• ВКонтакте
  • Одноклассники
  • YouTube
  • Telegram


Новости


Подписаться на новости


25.02.2025

«Изобретать новое — не цель. Лучше пробовать новое сказать…».
Беседа с Александром Радвиловичем

28 февраля известный петербургский композитор Александр Радвилович отмечает семидесятилетие. В преддверии посвящённых юбилею концертов с автором оперы «Такая жизнь», страстей «Иуда» и «ЧеховЪ-симфонии побеседовала Елена Наливаева.

- Александр Юрьевич, Вы — сгусток творческой энергии. Вы постоянно создаёте и организуете. Не вредит ли Радвилович-организатор Радвиловичу-композитору?

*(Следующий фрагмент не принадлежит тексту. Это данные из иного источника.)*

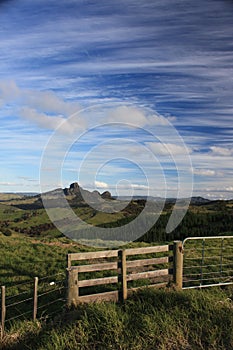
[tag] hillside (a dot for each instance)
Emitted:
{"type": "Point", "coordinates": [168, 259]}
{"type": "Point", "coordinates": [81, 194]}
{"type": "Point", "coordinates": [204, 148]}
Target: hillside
{"type": "Point", "coordinates": [162, 319]}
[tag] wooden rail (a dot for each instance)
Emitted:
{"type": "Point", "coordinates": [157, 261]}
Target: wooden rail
{"type": "Point", "coordinates": [123, 265]}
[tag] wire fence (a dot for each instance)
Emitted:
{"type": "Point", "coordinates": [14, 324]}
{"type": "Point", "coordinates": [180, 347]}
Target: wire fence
{"type": "Point", "coordinates": [37, 298]}
{"type": "Point", "coordinates": [208, 261]}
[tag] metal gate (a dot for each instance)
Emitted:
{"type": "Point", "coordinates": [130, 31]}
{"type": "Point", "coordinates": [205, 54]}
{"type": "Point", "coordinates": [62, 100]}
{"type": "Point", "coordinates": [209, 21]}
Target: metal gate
{"type": "Point", "coordinates": [207, 261]}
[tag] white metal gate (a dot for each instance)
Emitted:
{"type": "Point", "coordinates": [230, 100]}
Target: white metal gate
{"type": "Point", "coordinates": [208, 261]}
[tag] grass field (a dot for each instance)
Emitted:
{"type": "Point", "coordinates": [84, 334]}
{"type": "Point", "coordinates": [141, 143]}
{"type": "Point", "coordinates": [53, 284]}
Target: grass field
{"type": "Point", "coordinates": [163, 320]}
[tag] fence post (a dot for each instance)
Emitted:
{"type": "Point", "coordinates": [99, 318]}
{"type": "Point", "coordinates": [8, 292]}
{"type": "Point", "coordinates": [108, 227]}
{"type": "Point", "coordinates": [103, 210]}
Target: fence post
{"type": "Point", "coordinates": [3, 312]}
{"type": "Point", "coordinates": [73, 289]}
{"type": "Point", "coordinates": [178, 264]}
{"type": "Point", "coordinates": [35, 298]}
{"type": "Point", "coordinates": [123, 274]}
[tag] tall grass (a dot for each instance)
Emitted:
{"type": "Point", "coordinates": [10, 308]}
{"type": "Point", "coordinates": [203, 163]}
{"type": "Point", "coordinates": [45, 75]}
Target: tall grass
{"type": "Point", "coordinates": [162, 319]}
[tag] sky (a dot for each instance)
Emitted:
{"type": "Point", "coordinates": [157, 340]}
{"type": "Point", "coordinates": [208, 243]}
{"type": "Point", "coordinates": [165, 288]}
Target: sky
{"type": "Point", "coordinates": [127, 96]}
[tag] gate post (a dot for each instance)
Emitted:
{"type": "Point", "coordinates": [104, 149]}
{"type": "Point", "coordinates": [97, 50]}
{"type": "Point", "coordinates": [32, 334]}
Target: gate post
{"type": "Point", "coordinates": [178, 264]}
{"type": "Point", "coordinates": [122, 275]}
{"type": "Point", "coordinates": [73, 289]}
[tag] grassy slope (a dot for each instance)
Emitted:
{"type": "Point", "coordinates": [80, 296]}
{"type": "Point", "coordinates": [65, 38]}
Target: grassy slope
{"type": "Point", "coordinates": [150, 319]}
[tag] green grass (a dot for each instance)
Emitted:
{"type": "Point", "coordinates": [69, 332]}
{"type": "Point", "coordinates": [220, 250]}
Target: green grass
{"type": "Point", "coordinates": [161, 319]}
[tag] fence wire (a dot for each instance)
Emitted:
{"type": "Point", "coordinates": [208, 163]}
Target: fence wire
{"type": "Point", "coordinates": [50, 299]}
{"type": "Point", "coordinates": [208, 261]}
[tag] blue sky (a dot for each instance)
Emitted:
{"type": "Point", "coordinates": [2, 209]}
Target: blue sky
{"type": "Point", "coordinates": [149, 69]}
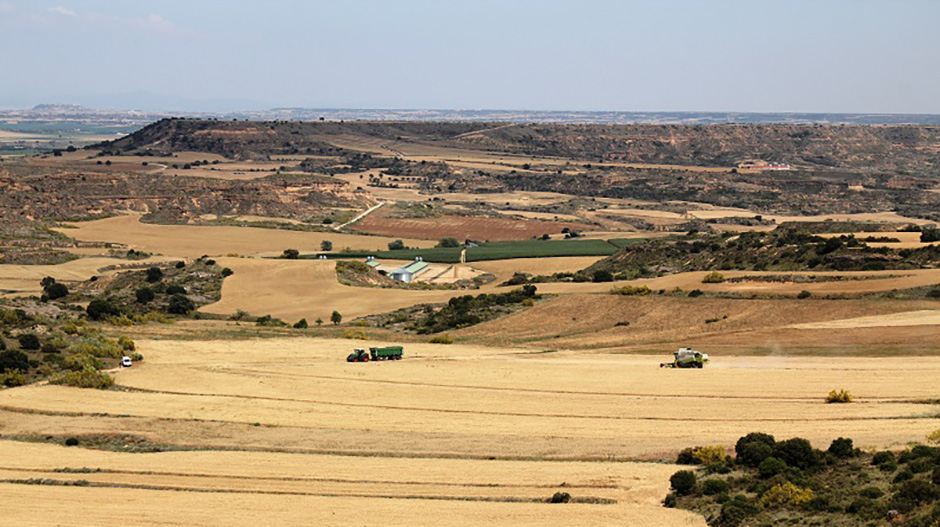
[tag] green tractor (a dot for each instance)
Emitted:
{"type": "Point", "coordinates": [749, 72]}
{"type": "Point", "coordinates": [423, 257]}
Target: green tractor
{"type": "Point", "coordinates": [686, 358]}
{"type": "Point", "coordinates": [386, 353]}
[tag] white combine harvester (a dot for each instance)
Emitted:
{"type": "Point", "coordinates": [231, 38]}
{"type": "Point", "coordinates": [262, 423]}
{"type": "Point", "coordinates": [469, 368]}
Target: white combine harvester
{"type": "Point", "coordinates": [686, 358]}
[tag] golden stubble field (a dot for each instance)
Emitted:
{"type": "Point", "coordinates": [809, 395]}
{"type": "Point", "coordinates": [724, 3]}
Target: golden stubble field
{"type": "Point", "coordinates": [284, 430]}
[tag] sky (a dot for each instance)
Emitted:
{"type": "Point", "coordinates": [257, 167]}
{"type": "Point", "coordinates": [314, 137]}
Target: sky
{"type": "Point", "coordinates": [828, 56]}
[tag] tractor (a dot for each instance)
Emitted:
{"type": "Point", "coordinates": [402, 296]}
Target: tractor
{"type": "Point", "coordinates": [386, 353]}
{"type": "Point", "coordinates": [686, 358]}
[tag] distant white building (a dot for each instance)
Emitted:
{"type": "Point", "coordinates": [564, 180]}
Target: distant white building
{"type": "Point", "coordinates": [408, 272]}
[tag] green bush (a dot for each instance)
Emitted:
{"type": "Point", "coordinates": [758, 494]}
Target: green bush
{"type": "Point", "coordinates": [55, 291]}
{"type": "Point", "coordinates": [29, 341]}
{"type": "Point", "coordinates": [145, 295]}
{"type": "Point", "coordinates": [754, 448]}
{"type": "Point", "coordinates": [796, 452]}
{"type": "Point", "coordinates": [683, 482]}
{"type": "Point", "coordinates": [86, 378]}
{"type": "Point", "coordinates": [99, 309]}
{"type": "Point", "coordinates": [872, 493]}
{"type": "Point", "coordinates": [154, 274]}
{"type": "Point", "coordinates": [770, 467]}
{"type": "Point", "coordinates": [842, 448]}
{"type": "Point", "coordinates": [13, 360]}
{"type": "Point", "coordinates": [180, 305]}
{"type": "Point", "coordinates": [713, 486]}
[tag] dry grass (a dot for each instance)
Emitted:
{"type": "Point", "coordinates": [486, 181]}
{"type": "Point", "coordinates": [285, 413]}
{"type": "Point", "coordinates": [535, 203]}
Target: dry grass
{"type": "Point", "coordinates": [194, 241]}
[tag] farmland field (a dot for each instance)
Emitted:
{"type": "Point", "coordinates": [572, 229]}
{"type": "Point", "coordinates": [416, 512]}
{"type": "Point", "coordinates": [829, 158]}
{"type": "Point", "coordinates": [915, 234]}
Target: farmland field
{"type": "Point", "coordinates": [463, 228]}
{"type": "Point", "coordinates": [287, 428]}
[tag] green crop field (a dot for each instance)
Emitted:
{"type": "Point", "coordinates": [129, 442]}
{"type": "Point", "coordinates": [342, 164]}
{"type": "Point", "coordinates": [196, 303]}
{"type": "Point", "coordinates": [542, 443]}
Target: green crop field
{"type": "Point", "coordinates": [498, 251]}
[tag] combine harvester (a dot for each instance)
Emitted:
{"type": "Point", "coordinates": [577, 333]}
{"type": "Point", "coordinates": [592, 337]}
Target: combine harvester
{"type": "Point", "coordinates": [686, 358]}
{"type": "Point", "coordinates": [386, 353]}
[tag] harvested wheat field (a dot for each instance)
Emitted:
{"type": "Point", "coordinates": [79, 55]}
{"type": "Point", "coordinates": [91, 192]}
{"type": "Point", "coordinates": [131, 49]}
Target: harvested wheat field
{"type": "Point", "coordinates": [193, 241]}
{"type": "Point", "coordinates": [463, 227]}
{"type": "Point", "coordinates": [287, 429]}
{"type": "Point", "coordinates": [26, 278]}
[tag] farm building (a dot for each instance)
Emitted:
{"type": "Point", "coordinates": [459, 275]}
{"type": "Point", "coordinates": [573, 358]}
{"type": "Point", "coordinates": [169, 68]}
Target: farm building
{"type": "Point", "coordinates": [408, 272]}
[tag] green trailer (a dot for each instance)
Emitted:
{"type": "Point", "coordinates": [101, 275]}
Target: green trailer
{"type": "Point", "coordinates": [686, 358]}
{"type": "Point", "coordinates": [385, 353]}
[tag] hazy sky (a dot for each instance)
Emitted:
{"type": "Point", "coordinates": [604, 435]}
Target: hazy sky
{"type": "Point", "coordinates": [862, 56]}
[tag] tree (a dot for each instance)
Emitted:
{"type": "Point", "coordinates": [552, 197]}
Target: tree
{"type": "Point", "coordinates": [145, 295]}
{"type": "Point", "coordinates": [28, 341]}
{"type": "Point", "coordinates": [56, 291]}
{"type": "Point", "coordinates": [683, 482]}
{"type": "Point", "coordinates": [154, 274]}
{"type": "Point", "coordinates": [98, 309]}
{"type": "Point", "coordinates": [930, 235]}
{"type": "Point", "coordinates": [180, 305]}
{"type": "Point", "coordinates": [11, 360]}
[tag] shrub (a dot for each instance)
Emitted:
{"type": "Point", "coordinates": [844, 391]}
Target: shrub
{"type": "Point", "coordinates": [713, 486]}
{"type": "Point", "coordinates": [154, 274]}
{"type": "Point", "coordinates": [443, 338]}
{"type": "Point", "coordinates": [770, 467]}
{"type": "Point", "coordinates": [13, 360]}
{"type": "Point", "coordinates": [629, 290]}
{"type": "Point", "coordinates": [713, 277]}
{"type": "Point", "coordinates": [55, 291]}
{"type": "Point", "coordinates": [126, 343]}
{"type": "Point", "coordinates": [786, 494]}
{"type": "Point", "coordinates": [736, 510]}
{"type": "Point", "coordinates": [934, 437]}
{"type": "Point", "coordinates": [842, 448]}
{"type": "Point", "coordinates": [145, 295]}
{"type": "Point", "coordinates": [840, 396]}
{"type": "Point", "coordinates": [708, 455]}
{"type": "Point", "coordinates": [180, 305]}
{"type": "Point", "coordinates": [881, 458]}
{"type": "Point", "coordinates": [98, 309]}
{"type": "Point", "coordinates": [86, 378]}
{"type": "Point", "coordinates": [560, 497]}
{"type": "Point", "coordinates": [872, 493]}
{"type": "Point", "coordinates": [796, 452]}
{"type": "Point", "coordinates": [28, 341]}
{"type": "Point", "coordinates": [683, 482]}
{"type": "Point", "coordinates": [754, 448]}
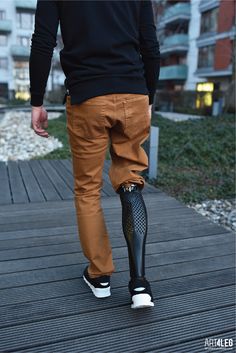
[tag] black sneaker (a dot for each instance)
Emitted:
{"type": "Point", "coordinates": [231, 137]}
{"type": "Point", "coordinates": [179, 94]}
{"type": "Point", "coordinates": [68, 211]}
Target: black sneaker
{"type": "Point", "coordinates": [141, 294]}
{"type": "Point", "coordinates": [100, 286]}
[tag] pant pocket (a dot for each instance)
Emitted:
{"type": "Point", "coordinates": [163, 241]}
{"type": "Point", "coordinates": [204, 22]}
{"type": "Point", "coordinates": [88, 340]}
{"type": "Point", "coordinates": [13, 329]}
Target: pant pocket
{"type": "Point", "coordinates": [88, 120]}
{"type": "Point", "coordinates": [137, 117]}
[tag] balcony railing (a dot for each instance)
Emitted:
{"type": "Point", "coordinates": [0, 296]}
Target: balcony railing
{"type": "Point", "coordinates": [206, 5]}
{"type": "Point", "coordinates": [175, 14]}
{"type": "Point", "coordinates": [177, 43]}
{"type": "Point", "coordinates": [173, 72]}
{"type": "Point", "coordinates": [26, 4]}
{"type": "Point", "coordinates": [5, 25]}
{"type": "Point", "coordinates": [20, 51]}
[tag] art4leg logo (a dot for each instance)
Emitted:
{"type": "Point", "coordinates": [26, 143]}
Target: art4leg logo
{"type": "Point", "coordinates": [219, 343]}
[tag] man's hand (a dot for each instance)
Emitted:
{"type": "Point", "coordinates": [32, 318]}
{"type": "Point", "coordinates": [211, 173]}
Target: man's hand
{"type": "Point", "coordinates": [39, 121]}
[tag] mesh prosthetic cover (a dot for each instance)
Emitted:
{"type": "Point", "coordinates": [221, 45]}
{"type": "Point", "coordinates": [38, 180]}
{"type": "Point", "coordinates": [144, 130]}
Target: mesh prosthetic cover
{"type": "Point", "coordinates": [134, 223]}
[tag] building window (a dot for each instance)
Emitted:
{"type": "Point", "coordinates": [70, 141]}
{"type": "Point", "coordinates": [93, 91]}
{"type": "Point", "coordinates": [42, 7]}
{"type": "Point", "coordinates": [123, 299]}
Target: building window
{"type": "Point", "coordinates": [206, 56]}
{"type": "Point", "coordinates": [2, 14]}
{"type": "Point", "coordinates": [21, 71]}
{"type": "Point", "coordinates": [25, 20]}
{"type": "Point", "coordinates": [3, 40]}
{"type": "Point", "coordinates": [209, 21]}
{"type": "Point", "coordinates": [3, 63]}
{"type": "Point", "coordinates": [23, 41]}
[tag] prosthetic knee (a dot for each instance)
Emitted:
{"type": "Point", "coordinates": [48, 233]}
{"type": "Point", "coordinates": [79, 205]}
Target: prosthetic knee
{"type": "Point", "coordinates": [134, 223]}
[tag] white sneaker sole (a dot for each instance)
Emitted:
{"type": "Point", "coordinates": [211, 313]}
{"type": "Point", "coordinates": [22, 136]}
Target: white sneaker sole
{"type": "Point", "coordinates": [99, 292]}
{"type": "Point", "coordinates": [141, 301]}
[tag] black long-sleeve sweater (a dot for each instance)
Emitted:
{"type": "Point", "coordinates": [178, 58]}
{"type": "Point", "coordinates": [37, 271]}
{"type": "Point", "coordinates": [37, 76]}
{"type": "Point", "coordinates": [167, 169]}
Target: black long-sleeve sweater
{"type": "Point", "coordinates": [109, 47]}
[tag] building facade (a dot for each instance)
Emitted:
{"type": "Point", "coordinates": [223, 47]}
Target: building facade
{"type": "Point", "coordinates": [197, 45]}
{"type": "Point", "coordinates": [16, 28]}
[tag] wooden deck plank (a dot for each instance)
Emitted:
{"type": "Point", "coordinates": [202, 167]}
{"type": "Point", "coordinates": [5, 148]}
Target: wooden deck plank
{"type": "Point", "coordinates": [162, 288]}
{"type": "Point", "coordinates": [62, 188]}
{"type": "Point", "coordinates": [12, 262]}
{"type": "Point", "coordinates": [19, 239]}
{"type": "Point", "coordinates": [19, 194]}
{"type": "Point", "coordinates": [45, 183]}
{"type": "Point", "coordinates": [184, 268]}
{"type": "Point", "coordinates": [152, 332]}
{"type": "Point", "coordinates": [5, 191]}
{"type": "Point", "coordinates": [32, 187]}
{"type": "Point", "coordinates": [183, 304]}
{"type": "Point", "coordinates": [46, 306]}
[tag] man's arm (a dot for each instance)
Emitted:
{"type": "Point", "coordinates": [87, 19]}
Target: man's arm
{"type": "Point", "coordinates": [149, 47]}
{"type": "Point", "coordinates": [43, 42]}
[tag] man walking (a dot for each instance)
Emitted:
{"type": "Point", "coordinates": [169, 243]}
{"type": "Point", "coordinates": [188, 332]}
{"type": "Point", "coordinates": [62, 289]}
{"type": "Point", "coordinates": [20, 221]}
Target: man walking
{"type": "Point", "coordinates": [111, 62]}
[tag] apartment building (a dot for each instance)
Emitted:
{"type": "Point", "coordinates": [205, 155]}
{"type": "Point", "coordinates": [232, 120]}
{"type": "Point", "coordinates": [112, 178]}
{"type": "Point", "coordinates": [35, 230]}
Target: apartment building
{"type": "Point", "coordinates": [16, 28]}
{"type": "Point", "coordinates": [215, 42]}
{"type": "Point", "coordinates": [196, 44]}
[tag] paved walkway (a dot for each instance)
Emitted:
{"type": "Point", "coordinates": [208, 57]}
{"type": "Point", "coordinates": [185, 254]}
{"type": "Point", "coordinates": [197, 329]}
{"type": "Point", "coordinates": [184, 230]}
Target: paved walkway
{"type": "Point", "coordinates": [45, 305]}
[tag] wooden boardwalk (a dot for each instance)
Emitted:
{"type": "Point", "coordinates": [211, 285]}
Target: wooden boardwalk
{"type": "Point", "coordinates": [45, 305]}
{"type": "Point", "coordinates": [44, 180]}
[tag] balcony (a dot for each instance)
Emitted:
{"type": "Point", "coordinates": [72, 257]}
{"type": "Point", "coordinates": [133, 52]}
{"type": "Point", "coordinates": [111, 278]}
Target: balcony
{"type": "Point", "coordinates": [206, 5]}
{"type": "Point", "coordinates": [211, 72]}
{"type": "Point", "coordinates": [20, 51]}
{"type": "Point", "coordinates": [26, 4]}
{"type": "Point", "coordinates": [173, 72]}
{"type": "Point", "coordinates": [175, 14]}
{"type": "Point", "coordinates": [177, 43]}
{"type": "Point", "coordinates": [5, 25]}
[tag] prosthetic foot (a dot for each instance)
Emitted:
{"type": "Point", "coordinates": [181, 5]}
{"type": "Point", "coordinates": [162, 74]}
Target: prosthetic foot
{"type": "Point", "coordinates": [134, 223]}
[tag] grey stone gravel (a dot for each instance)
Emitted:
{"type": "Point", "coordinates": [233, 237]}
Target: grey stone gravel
{"type": "Point", "coordinates": [19, 141]}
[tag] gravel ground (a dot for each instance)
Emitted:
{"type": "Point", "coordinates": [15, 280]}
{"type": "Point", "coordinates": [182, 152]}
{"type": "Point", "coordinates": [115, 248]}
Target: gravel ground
{"type": "Point", "coordinates": [19, 141]}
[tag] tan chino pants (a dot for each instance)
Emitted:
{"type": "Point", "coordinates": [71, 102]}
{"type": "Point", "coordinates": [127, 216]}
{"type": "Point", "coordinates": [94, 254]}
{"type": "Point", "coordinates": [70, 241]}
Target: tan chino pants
{"type": "Point", "coordinates": [121, 119]}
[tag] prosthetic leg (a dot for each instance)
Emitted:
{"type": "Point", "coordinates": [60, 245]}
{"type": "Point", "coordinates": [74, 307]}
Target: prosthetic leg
{"type": "Point", "coordinates": [134, 224]}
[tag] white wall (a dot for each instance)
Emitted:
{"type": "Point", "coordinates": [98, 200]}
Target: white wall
{"type": "Point", "coordinates": [192, 56]}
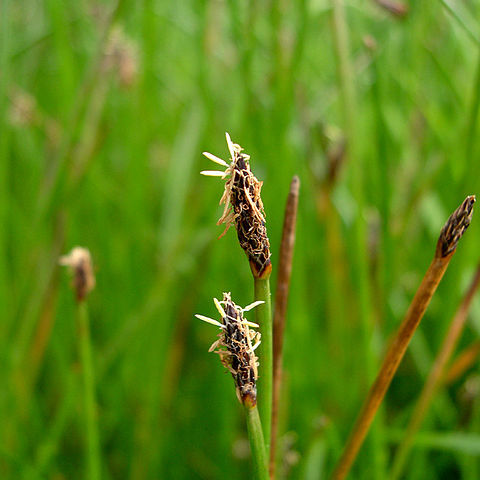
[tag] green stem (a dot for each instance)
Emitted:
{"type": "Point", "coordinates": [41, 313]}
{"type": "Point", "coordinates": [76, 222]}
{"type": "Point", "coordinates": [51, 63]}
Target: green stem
{"type": "Point", "coordinates": [257, 443]}
{"type": "Point", "coordinates": [264, 319]}
{"type": "Point", "coordinates": [93, 444]}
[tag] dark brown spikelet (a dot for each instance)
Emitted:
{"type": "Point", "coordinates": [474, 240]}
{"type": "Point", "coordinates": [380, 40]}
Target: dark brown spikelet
{"type": "Point", "coordinates": [236, 351]}
{"type": "Point", "coordinates": [455, 227]}
{"type": "Point", "coordinates": [80, 262]}
{"type": "Point", "coordinates": [244, 208]}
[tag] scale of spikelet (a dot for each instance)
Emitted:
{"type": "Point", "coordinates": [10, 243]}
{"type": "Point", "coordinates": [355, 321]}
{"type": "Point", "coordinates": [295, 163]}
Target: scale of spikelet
{"type": "Point", "coordinates": [236, 347]}
{"type": "Point", "coordinates": [243, 207]}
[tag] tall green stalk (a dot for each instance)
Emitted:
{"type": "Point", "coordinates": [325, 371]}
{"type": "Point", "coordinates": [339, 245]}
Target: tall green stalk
{"type": "Point", "coordinates": [265, 354]}
{"type": "Point", "coordinates": [90, 410]}
{"type": "Point", "coordinates": [257, 443]}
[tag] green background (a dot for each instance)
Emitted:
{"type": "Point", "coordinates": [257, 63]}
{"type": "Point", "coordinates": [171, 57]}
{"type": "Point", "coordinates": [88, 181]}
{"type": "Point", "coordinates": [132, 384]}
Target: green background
{"type": "Point", "coordinates": [105, 110]}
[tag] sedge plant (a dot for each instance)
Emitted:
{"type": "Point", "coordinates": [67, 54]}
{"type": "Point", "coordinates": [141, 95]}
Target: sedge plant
{"type": "Point", "coordinates": [236, 347]}
{"type": "Point", "coordinates": [244, 209]}
{"type": "Point", "coordinates": [79, 261]}
{"type": "Point", "coordinates": [434, 378]}
{"type": "Point", "coordinates": [450, 234]}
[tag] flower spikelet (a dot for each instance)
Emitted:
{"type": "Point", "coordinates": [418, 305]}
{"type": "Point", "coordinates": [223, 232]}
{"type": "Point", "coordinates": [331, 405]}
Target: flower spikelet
{"type": "Point", "coordinates": [80, 262]}
{"type": "Point", "coordinates": [455, 227]}
{"type": "Point", "coordinates": [236, 346]}
{"type": "Point", "coordinates": [244, 207]}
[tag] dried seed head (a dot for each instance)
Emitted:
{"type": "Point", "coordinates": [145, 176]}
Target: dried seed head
{"type": "Point", "coordinates": [244, 207]}
{"type": "Point", "coordinates": [80, 262]}
{"type": "Point", "coordinates": [236, 346]}
{"type": "Point", "coordinates": [455, 227]}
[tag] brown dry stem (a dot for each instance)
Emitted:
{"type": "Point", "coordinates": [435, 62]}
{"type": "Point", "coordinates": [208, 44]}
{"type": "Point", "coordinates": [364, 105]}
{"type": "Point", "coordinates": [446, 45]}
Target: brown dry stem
{"type": "Point", "coordinates": [446, 245]}
{"type": "Point", "coordinates": [281, 299]}
{"type": "Point", "coordinates": [449, 343]}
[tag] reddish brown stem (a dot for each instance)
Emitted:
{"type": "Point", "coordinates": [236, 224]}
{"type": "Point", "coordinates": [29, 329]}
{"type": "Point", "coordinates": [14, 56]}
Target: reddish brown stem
{"type": "Point", "coordinates": [446, 245]}
{"type": "Point", "coordinates": [430, 387]}
{"type": "Point", "coordinates": [281, 299]}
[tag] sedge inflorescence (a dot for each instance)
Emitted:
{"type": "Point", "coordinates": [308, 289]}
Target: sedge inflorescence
{"type": "Point", "coordinates": [243, 207]}
{"type": "Point", "coordinates": [236, 345]}
{"type": "Point", "coordinates": [79, 261]}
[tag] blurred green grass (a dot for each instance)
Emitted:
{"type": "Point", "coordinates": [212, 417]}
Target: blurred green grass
{"type": "Point", "coordinates": [104, 118]}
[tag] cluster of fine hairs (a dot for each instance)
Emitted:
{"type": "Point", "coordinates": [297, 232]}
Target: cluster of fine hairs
{"type": "Point", "coordinates": [236, 346]}
{"type": "Point", "coordinates": [244, 207]}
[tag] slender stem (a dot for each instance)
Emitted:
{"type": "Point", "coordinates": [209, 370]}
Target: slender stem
{"type": "Point", "coordinates": [433, 380]}
{"type": "Point", "coordinates": [265, 354]}
{"type": "Point", "coordinates": [280, 312]}
{"type": "Point", "coordinates": [450, 234]}
{"type": "Point", "coordinates": [93, 444]}
{"type": "Point", "coordinates": [257, 443]}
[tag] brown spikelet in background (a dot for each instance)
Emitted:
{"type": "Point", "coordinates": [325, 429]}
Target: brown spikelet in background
{"type": "Point", "coordinates": [244, 208]}
{"type": "Point", "coordinates": [80, 262]}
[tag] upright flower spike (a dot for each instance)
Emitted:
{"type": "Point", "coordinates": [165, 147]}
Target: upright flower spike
{"type": "Point", "coordinates": [236, 347]}
{"type": "Point", "coordinates": [80, 262]}
{"type": "Point", "coordinates": [243, 207]}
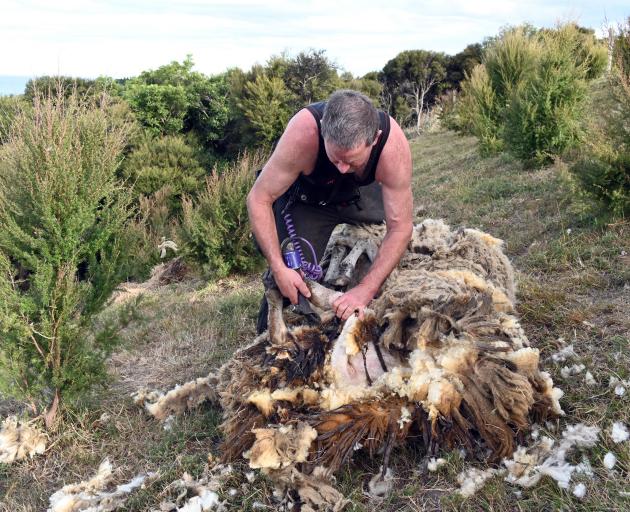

Не возникают ли мысли, что за время подписания контрактов, поиска спонсоров, подготовки концертных площадок и переговоров с артистами можно было бы написать парочку симфоний по русской литературе, кантату или оперу-пикколо?

- Вы правы, даже сейчас, когда я передал художественное руководство фестиваля «Звуковые пути» в руки молодого и энергичного коллеги, продолжаю проводить концерты в разных залах нашего города, и это, в отличие от нескончаемой работы по подготовке ежегодного фестиваля, приносит радость. Предфестивальные, а затем и фестивальные хлопоты отнимали массу времени и нервов, и, не будь их, список моих сочинений мог бы быть, наверное, длиннее. Но я нисколько не жалею того, казалось бы, потерянного для творчества времени, потому что каждый фестиваль, каждый концерт — это общение с новыми интереснейшими музыкантами, а значит — новый опыт, новые впечатления, новые источники вдохновения.

- Вы передали руководство фестивалем «Звуковые пути» Артуру Зобнину. Как живёт сейчас фестиваль с другим главным организатором?

- Фестиваль живет без меня уже два года. Конечно, он стал другим. Появились иные акценты, проекты, приглашаются коллективы, которые предпочитает Зобнин. Это ожидаемо и неизбежно. Я этим нисколько не огорчён, вообще не считаю себя вправе судить, напротив, с интересом слежу за фестивалем и желаю ему всяческих удач. Все же полностью от фестиваля, которому отдал половину жизни, я не ушел. Делюсь с Артуром своими идеями, предлагаю каждый год одну-две программы. С новым художественным руководителем мы в диалоге.

- В наше время, когда, кажется, всё испробовано и всё возможно, есть ли вероятность изобрести что-то новое? Или вся музыка уже написана?

- Сколько раз в истории музыки предрекали кончину симфонии и оперы! Но ни музыка, ни названные жанры до сих пор не умерли. Забавно, что и Владимир Мартынов, провозгласивший «Конец времени композиторов», и адепты его теории плотно прописались в концертных афишах. Скажу с уверенностью, и этот тезис нельзя оспорить: нот осталось семь, возможностей стало больше. Изобретать новое — не цель. Лучше пробовать новое сказать.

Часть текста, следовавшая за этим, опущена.